Bloom Filter Algorithm for Search

8 min readJan 29, 2023

Question:- What is a Bloom Filter ?

Answer → A Bloom-Filter is a Space-Efficient probabilistic Data-Structure. It’s been around for 50 years. It’s used to answer the question like : Is this element in the Set ?

Question:- What are the practical applications of Bloom Filter ?

Answer → A Bloom Filter is a Data-Structure with many practical applications. It can be found in Browsers, Network-Routers and Databases just to name a few.

Question:- What can be the practical application, where Bloom Filters can be used ?

Answer → A Bloom Filter is used to answer this question : If this Element is present in the Set ? The Bloom-Filter would answer with either a “Firm No” or “Probably Yes”. This “Probably Yes” part makes the Bloom-Filters probabilistic.

The False-Positives are possible i.e. The element is NOT present in the in Set, but Bloom Filter says, it is present indeed.
The False-Negatives are Not possible i.e. The element is present in the Set, but Bloom Filter says, it is NOT present.

Question:- What’s the TradeOff here with Bloom Filters ?

Answer → In exchange of providing sometimes an Incorrect False-Positive Answer, a Bloom-Filter consumes lot less memory than a Data-Structure like a Hash-Table, that would provide correct answer all the times.

Question:- What’s that thing, that we must take care while using the Bloom Filters ?

Answer → If our use-case can tolerate Some False-Positives and can’t tolerate the False-Negatives, then we can go for the Bloom-Filters.

Question:- How does Bloom Filters works ?

Answer → The critical ingredient to a Bloom-Filter is some good hash-functions.

These Hash-functions should be fast and they should produce outputs that are evenly and randomly distributed.
Collisions are OK, as soon as they are rare.

Understanding → A Bloom-Filter is a large set of buckets, with each bucket containing a single bit and they all start with a Zero. Let’s imagine that, we want to keep track of the food I like. For this example :-

Step #1.) We would start with a Bloom Filter of size 10, labelled from 0 to 9 :-

Step #2.) Now, for every incoming element :-

We shall be passing it through THREE distinct Hash-Functions.
Each Hash-Function would end-up returning a value from range 0 to 9.

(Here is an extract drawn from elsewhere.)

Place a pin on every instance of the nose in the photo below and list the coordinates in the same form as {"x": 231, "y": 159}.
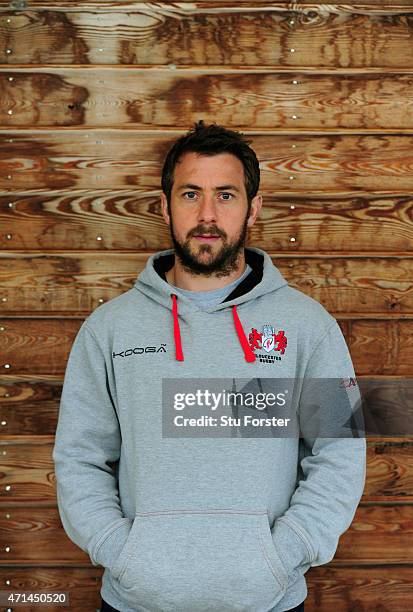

For example, we want to put the element “Ribeye” a type of meat, into the Bloom-Filter. So, upon passing this element through the THREE Hash-Functions :-

Imagine that upon passing the element “Ribeye” through Hash-Function-1, we got the value as 1. This means that, the value at Index 1 would be marked as 1.
Imagine that upon passing the element “Ribeye” through Hash-Function-2, we got the value as 3. This means that, the value at Index 3 would be marked as 1.
Imagine that upon passing the element “Ribeye” through Hash-Function-3, we got the value as 4. This means that, the value at Index 4 would be marked as 1.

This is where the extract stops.